The door was shut, and as she put the bottle in her pocket, the amorous captain caught her in his arms.

"What do you say? Come, I think I deserve a kiss for that."

Her tears were all dry long ago, and had only given increased colour to her face. This agreeable woman never wept long enough to make herself distasteful. She raised her dark eyes to his for a moment, with a saucy smile. "By and by," said she, and escaping, gained her cabin. It was next to that of her mistress, and she could hear the sick child feebly moaning. Her eyes filled with tears—real ones this time.

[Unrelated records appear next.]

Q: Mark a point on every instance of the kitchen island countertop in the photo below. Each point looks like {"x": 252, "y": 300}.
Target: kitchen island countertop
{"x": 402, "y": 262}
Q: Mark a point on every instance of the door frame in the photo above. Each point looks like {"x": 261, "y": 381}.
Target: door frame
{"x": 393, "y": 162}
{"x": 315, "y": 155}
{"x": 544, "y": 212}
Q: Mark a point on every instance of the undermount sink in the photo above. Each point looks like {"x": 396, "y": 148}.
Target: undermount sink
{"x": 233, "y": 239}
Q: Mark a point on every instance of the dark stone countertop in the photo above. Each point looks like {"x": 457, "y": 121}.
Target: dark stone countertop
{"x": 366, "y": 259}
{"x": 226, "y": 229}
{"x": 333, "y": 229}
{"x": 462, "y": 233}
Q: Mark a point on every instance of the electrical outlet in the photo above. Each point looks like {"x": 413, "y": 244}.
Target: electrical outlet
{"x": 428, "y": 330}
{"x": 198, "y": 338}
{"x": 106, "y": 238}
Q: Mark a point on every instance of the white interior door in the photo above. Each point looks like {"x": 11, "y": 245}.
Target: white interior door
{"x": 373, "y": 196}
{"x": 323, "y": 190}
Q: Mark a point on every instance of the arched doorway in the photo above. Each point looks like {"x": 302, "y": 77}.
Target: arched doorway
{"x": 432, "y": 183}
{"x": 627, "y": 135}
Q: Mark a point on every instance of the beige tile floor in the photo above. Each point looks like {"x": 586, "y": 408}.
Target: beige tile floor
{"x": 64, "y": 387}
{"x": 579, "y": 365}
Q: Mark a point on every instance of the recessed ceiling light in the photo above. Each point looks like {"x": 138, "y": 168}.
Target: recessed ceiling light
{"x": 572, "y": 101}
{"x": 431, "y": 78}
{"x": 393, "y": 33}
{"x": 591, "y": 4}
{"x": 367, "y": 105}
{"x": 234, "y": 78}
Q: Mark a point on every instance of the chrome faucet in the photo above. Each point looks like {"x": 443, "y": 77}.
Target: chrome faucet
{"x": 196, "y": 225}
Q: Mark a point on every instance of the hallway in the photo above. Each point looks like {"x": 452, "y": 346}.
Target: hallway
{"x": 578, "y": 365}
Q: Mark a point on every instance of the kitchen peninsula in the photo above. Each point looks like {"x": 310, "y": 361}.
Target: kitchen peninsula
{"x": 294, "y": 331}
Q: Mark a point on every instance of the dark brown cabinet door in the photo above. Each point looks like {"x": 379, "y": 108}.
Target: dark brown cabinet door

"Poor little thing," she said; "I hope she won't die."

And then she threw herself on her bed, and buried her hot head in the pillow. The intelligence of the fever seemed to have terrified her. Had the news disarranged some well-concocted plan of hers? Being near the accomplishment of some cherished scheme long kept in view, had the sudden and unexpected presence of disease falsified her carefully-made calculations, and cast an almost insurmountable obstacle in her path?

"She die! and through me? How did I know that he had the fever? Perhaps I have taken it myself—I feel ill." She turned over on the bed, as if in pain, and then started to a sitting position, stung by a sudden thought. "Perhaps he might die! The fever spreads quickly, and if so, all this plotting will have been useless. It must be done at once. It will never do to break down now," and taking the phial from her pocket, she held it up, to see how much it contained. It was three parts full. "Enough for both," she said, between her set teeth. The action of holding up the bottle reminded her of the amorous Blunt, and she smiled. "A strange way to show affection for a man," she said to herself, "and yet he doesn't care, and I suppose I shouldn't by this time. I'll go through with it, and, if the worst comes to the worst, I can fall back on Maurice." She loosened the cork of the phial, so that it would come out with as little noise as possible, and then placed it carefully in her bosom. "I will get a little sleep if I can," she said. "They have got the note, and it shall be done to-night."